Cafeína: dose e idade definem entre remédio e veneno

Cafeína: a dose e a idade definem entre remédio e veneno
Não existe um consenso na comunidade científica sobre qual seria o limite diário de segurança para a ingestão de cafeína.
[Imagem: Wikimedia Commons]

Em um ditado que tem sido repetido à exaustão pela ciência moderna, o médico e alquimista medieval Paracelso afirmou que a diferença entre o remédio e o veneno está na dose.

No caso da cafeína, a diferença pode estar também na idade de quem a consome.

Enquanto em indivíduos adultos a substância parece proteger o cérebro de danos causados pelo estresse que podem desencadear quadros depressivos, na vida intrauterina ela pode atrapalhar o desenvolvimento cerebral e representar um fator de risco para doenças como epilepsia.

As conclusões são de estudos feitos com animais de laboratório por um grupo que envolve pesquisadores da Alemanha, Estados Unidos, Brasil e Portugal.

Cafeína e depressão

"Tentamos reproduzir no modelo animal aquilo que todos nós humanos sentimos naquele momento da vida em que tudo vai mal. O carro quebra, perde-se o emprego, termina-se um relacionamento amoroso, descobre-se que um amigo tem câncer. Tudo é uma desgraça e, muitas vezes, esse conjunto de situações dá origem a um quadro depressivo", contou Rodrigo Cunha, da Universidade de Coimbra.

Com base nesses testes, os pesquisadores concluíram que o grupo tratado com cafeína apresentou uma quantidade significativamente menor de sintomas depressivos em relação ao controle.
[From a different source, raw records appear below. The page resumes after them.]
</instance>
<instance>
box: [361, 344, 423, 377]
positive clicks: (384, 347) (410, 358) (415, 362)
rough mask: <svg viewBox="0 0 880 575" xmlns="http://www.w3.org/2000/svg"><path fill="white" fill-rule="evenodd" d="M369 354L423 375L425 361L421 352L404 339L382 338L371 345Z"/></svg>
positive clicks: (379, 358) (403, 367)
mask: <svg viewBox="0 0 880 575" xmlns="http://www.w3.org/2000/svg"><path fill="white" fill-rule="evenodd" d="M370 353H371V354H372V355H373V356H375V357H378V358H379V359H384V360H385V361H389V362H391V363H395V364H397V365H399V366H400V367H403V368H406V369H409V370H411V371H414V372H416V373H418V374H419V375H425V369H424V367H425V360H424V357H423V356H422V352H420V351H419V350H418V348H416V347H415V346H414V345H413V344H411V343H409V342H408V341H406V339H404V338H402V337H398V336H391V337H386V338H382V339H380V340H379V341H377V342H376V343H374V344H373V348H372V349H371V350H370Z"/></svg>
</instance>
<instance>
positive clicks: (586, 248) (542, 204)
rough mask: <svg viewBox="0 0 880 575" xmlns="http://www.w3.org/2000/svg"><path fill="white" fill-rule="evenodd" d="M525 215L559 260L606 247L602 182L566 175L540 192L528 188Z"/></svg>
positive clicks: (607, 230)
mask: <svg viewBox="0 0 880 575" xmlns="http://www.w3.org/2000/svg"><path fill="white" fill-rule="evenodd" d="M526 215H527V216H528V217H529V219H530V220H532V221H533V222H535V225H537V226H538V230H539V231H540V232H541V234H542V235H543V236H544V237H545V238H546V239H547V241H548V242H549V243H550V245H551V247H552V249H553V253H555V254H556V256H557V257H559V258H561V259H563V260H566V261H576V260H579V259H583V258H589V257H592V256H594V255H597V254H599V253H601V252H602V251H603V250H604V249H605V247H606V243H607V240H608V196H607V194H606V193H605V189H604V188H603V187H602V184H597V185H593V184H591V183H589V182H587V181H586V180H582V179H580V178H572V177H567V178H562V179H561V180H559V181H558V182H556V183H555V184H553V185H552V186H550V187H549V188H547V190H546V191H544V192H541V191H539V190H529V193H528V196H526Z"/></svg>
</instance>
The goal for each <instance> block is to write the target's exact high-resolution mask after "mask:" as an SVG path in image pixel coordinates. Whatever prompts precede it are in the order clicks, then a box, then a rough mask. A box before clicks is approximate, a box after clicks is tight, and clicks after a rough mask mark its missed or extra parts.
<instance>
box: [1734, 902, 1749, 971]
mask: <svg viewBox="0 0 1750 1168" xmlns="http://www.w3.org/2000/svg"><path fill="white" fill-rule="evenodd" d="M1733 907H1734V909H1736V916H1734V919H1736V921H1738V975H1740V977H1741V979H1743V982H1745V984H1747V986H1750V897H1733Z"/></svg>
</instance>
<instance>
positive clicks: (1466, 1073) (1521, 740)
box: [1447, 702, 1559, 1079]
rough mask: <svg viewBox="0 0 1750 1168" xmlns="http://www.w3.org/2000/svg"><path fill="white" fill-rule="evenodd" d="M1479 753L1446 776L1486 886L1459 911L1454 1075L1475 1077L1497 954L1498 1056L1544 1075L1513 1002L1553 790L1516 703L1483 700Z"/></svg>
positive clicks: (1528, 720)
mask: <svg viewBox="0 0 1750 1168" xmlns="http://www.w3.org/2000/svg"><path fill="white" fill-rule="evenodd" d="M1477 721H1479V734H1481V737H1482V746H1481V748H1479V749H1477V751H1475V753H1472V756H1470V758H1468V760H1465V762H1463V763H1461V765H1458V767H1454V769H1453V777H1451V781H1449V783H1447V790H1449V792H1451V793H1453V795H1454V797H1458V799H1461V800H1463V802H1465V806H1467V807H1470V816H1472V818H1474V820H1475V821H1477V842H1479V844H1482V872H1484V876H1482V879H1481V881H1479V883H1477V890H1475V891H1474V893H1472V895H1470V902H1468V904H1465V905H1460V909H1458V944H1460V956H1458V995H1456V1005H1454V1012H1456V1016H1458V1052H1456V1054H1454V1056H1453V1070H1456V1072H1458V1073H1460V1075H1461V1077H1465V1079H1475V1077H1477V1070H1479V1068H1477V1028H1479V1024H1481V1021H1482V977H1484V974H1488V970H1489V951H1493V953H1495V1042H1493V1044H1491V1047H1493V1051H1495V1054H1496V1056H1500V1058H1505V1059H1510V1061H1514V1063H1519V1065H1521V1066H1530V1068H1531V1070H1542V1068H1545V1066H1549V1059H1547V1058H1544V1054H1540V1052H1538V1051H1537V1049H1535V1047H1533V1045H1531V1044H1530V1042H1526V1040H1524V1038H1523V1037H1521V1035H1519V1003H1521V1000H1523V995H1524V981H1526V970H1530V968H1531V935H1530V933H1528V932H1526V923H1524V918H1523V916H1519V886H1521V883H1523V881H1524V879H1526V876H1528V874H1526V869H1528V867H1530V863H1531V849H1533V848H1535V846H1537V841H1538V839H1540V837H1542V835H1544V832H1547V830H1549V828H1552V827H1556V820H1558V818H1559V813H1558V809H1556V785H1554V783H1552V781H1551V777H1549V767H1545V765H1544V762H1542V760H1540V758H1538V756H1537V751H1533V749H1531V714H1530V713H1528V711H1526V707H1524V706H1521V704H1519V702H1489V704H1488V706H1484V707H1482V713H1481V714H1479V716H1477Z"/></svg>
Esse efeito parece ser mediado por um receptor celular existente em grande quantidade nos neurônios, chamado A2A para adenosina, um dos componentes da molécula de ATP (adenosina trifosfato), que é essencial para o metabolismo energético.

Novos estudos precisam agora ser realizados para validar o receptor A2A como um alvo terapêutico para tratamento da depressão em humanos.

"O grande problema de transpor essa informação para o homem é que somos sempre mais complicados. O receptor é uma proteína formada por uma cadeia de aminoácidos e essa cadeia pode ter pequenas variações de acordo com cada indivíduo. Isso é o que chamamos de polimorfismo genético e é o que faz as pessoas serem mais ou menos sensíveis à cafeína," explicou Cunha.

Cafeína na gestação

Em outro estudo da equipe foram avaliados os efeitos do consumo da cafeína durante a gestação e a lactação em camundongos. Estudos em humanos já demonstraram que o consumo de cafeína durante a gravidez reduz o peso do bebê.

"Observamos que a cafeína causa um atraso na migração para o hipocampo [região cerebral relacionada com memória e percepção espacial] de um grupo específico de neurônios gabaérgicos [que secretam ácido gama-aminobutírico]. Eles atingem o alvo, mas com um atraso de vários dias. Isso atrapalha o processo de construção do cérebro e causa um desequilíbrio", contou Christophe Bernard, responsável pelos experimentos.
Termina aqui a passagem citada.